I never would have thought that all the hurt, pain, bitterness, and anger could be transformed into healing of this kind. And I never would have chosen this path for us, nor did I ever consider that from the moment I said “I do” that this is what it meant. It meant that I would begin learning who God really is, not who think He is. It meant that I would begin learning what love really means, learning how to love, learning what it means to be the wife my husband needs, learning how to be someone safe for her husband, learning how to live selflessly, learning how to pray, learning what to pray for, learning to listen, learning to wait, and learning to wait more.
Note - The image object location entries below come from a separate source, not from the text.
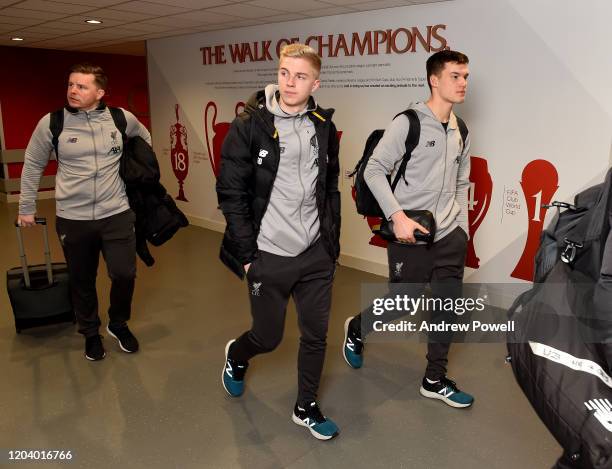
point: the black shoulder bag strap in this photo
(56, 125)
(120, 122)
(412, 140)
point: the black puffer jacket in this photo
(244, 188)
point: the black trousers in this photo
(441, 265)
(272, 280)
(82, 242)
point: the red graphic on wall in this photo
(215, 133)
(539, 183)
(179, 155)
(479, 200)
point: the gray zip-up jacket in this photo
(436, 177)
(291, 221)
(87, 183)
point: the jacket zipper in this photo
(300, 179)
(93, 138)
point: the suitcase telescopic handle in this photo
(24, 262)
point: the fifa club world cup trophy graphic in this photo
(539, 183)
(479, 200)
(179, 154)
(215, 133)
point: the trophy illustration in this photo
(216, 131)
(539, 183)
(179, 155)
(479, 200)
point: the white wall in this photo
(539, 89)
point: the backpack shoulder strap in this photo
(120, 122)
(463, 130)
(412, 140)
(56, 125)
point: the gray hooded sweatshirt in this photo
(436, 177)
(291, 222)
(87, 184)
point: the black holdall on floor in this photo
(39, 294)
(561, 345)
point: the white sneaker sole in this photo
(346, 325)
(317, 435)
(434, 395)
(227, 346)
(118, 341)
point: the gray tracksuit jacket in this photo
(436, 177)
(87, 184)
(291, 221)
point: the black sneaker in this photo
(447, 391)
(310, 416)
(94, 350)
(233, 373)
(352, 347)
(124, 336)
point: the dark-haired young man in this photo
(436, 179)
(278, 189)
(93, 214)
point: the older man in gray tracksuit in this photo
(93, 214)
(436, 179)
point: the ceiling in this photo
(128, 24)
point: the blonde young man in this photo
(278, 190)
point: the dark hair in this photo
(100, 77)
(436, 62)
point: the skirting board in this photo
(11, 198)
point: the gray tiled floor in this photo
(164, 407)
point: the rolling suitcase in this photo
(39, 294)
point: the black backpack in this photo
(56, 125)
(367, 205)
(561, 349)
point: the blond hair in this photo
(302, 51)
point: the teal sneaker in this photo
(233, 373)
(352, 348)
(310, 416)
(447, 391)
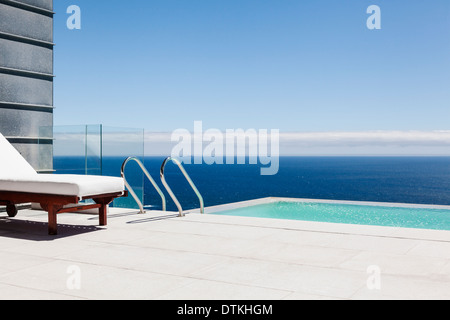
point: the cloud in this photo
(338, 143)
(380, 138)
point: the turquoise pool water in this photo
(436, 219)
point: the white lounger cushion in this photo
(17, 175)
(65, 184)
(12, 164)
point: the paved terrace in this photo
(161, 256)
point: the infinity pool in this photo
(377, 215)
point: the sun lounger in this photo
(20, 183)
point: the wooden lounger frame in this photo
(54, 204)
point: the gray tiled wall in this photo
(26, 81)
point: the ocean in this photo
(420, 180)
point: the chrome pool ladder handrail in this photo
(191, 183)
(144, 170)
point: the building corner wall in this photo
(26, 78)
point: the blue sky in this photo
(293, 65)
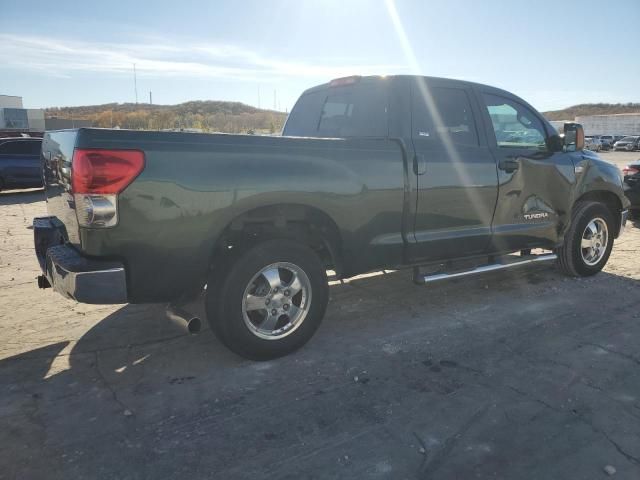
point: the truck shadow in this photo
(12, 197)
(135, 372)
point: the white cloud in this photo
(62, 58)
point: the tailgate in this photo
(57, 152)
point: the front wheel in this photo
(270, 300)
(588, 242)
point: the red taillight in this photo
(104, 171)
(630, 170)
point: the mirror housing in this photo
(573, 137)
(555, 143)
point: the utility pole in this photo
(135, 82)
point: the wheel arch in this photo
(607, 198)
(294, 221)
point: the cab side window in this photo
(514, 125)
(443, 113)
(355, 112)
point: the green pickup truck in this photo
(448, 177)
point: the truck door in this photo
(534, 181)
(456, 174)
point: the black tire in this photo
(226, 294)
(570, 257)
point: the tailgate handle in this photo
(509, 164)
(419, 164)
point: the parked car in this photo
(592, 143)
(607, 138)
(628, 143)
(632, 185)
(20, 163)
(606, 142)
(371, 173)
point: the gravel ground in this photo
(528, 374)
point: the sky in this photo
(552, 53)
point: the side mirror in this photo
(573, 137)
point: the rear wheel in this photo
(589, 240)
(269, 301)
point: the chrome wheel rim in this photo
(276, 301)
(594, 241)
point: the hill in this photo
(592, 109)
(209, 116)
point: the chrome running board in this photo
(492, 267)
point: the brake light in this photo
(630, 170)
(97, 177)
(338, 82)
(104, 171)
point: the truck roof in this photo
(368, 78)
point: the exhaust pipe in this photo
(43, 282)
(184, 319)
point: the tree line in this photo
(226, 117)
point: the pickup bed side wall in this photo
(193, 187)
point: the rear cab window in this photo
(20, 147)
(514, 125)
(443, 113)
(355, 110)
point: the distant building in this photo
(55, 123)
(10, 101)
(559, 124)
(14, 117)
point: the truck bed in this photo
(194, 185)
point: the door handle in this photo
(419, 164)
(509, 165)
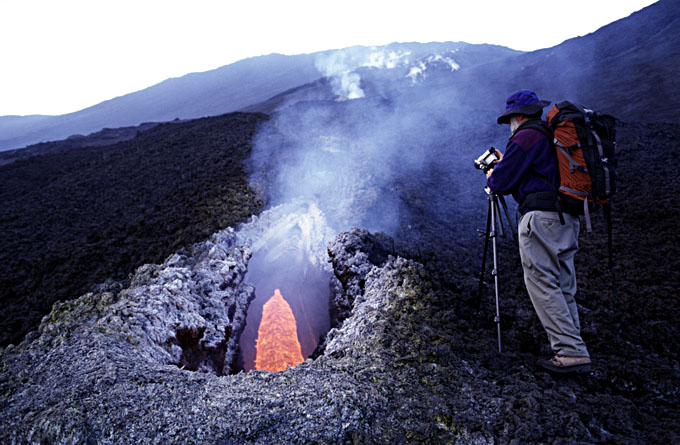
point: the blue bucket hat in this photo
(522, 102)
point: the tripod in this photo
(493, 216)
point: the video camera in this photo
(487, 160)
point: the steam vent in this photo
(277, 342)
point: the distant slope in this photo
(230, 88)
(210, 93)
(629, 68)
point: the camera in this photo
(487, 160)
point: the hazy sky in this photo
(60, 56)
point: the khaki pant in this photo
(547, 249)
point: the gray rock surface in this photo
(411, 362)
(108, 367)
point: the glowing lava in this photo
(277, 343)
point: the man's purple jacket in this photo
(528, 155)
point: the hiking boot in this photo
(562, 364)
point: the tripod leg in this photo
(494, 209)
(486, 249)
(507, 215)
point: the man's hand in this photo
(499, 155)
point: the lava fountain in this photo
(277, 342)
(289, 253)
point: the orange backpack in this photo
(585, 142)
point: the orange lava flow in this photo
(277, 343)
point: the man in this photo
(548, 238)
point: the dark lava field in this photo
(77, 218)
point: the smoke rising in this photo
(392, 153)
(398, 146)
You see, my friend, the answer is . . . wait! Loving is waiting. Waiting for the one you love to feel safe with you, waiting for them to share or not share their abusive experience with you, waiting for them to know that their experiences won’t be talked about to others by you, waiting for them to understand that they are loved by you by being exactly who they are, understanding that the problem is not you and they really do love you but can’t show it in ways you wish they would, and that is all right.
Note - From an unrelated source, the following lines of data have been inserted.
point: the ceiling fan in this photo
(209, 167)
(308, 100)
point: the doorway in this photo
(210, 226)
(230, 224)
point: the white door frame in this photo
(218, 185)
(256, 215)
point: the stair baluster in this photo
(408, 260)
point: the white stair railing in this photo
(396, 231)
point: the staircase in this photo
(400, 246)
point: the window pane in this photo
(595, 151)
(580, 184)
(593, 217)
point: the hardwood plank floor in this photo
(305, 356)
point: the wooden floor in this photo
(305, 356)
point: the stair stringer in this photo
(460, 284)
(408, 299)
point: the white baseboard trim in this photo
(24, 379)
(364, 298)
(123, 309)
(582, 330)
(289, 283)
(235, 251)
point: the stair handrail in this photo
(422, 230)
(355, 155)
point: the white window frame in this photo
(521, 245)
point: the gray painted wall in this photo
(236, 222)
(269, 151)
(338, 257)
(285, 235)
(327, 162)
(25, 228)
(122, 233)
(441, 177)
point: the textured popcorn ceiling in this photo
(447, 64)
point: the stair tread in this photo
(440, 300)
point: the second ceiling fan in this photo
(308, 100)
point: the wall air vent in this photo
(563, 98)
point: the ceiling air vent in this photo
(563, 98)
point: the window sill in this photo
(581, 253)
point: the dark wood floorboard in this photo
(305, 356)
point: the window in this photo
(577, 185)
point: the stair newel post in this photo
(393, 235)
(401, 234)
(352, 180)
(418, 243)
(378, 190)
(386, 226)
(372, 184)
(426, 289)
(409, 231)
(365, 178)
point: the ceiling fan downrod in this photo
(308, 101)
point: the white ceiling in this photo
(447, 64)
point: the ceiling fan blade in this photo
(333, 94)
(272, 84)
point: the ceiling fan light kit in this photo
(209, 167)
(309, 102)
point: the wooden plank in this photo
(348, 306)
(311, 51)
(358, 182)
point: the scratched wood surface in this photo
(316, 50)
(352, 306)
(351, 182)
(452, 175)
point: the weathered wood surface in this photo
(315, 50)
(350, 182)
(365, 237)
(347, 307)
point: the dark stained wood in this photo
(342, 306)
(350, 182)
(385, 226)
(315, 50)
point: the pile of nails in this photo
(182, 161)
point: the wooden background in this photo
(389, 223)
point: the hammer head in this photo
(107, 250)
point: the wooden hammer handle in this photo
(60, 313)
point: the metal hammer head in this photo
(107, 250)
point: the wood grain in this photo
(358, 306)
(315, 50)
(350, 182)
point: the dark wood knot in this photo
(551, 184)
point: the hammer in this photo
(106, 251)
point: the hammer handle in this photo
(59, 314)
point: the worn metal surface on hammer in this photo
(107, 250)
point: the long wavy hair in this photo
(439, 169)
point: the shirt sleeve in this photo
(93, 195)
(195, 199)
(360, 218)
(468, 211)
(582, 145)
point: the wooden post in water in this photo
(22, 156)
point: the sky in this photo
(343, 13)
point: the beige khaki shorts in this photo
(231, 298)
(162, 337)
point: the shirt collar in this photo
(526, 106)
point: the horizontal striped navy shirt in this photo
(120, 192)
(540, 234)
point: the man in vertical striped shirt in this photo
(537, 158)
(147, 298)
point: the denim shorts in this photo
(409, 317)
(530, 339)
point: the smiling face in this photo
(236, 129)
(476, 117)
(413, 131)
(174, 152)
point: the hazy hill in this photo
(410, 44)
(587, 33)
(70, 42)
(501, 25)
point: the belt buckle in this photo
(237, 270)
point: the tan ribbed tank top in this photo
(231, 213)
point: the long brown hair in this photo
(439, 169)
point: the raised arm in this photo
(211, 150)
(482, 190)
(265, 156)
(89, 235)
So, my friend, wait! Wait for her, for him. I can’t promise that you won’t hate parts of the journey, the struggles as you desperately try to reach that person. But if you love them with everything you are, you’ll realize as I did that in loving them, you are part of their healing, their comfort, their joy as they walk through their past, present, and future with you as their biggest supporter. Support is patience, patience is selfless, selfless is giving up every expectation, every demand, and the let-me-fix-you notion as you wait. You can’t fix them! Wait for them to heal, to feel safe with you, to have those most intimate moments without associating you with their past experiences, fears, and hurt.
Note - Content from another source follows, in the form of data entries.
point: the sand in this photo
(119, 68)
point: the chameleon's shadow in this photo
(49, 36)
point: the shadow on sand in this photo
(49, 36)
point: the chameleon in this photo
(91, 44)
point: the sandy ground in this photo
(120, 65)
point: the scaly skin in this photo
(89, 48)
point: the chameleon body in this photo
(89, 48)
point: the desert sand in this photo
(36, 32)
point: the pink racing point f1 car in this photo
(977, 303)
So as you wait, love. Love them with your whole being however they feel loved, expecting nothing in return. As you learn their needs in different circumstances or settings, you will begin to understand their hurt, their suffering, and their fears, and those will become yours. So bear all these along with them because they need you to.

As I walk through this journey with Justin, I’m beginning to understand what the phrase “God is love” really means. “Love is patient and kind; love does not envy or boast; it is not arrogant or rude. It does not insist on its own way; it is not irritable or resentful; it does not rejoice at wrongdoing, but rejoices with the truth. Love bears all things, believes all things, hopes all things, endures all things” (1 Corinthians 13:4–7). God loves us all in these ways, and I will continue striving till my dying day to love my husband, too.

As you read my husband’s account of his sexual abuse and how God brought him to healing and forgiveness, I hope you will find peace, love, forgiveness, healing, and encouragement, whether you have been abused, know someone who was, or are even married to a victim of abuse. And if you’re the one waiting, there is hope. It may take time, a lifetime, perhaps. But he or she is worth it. Please, wait!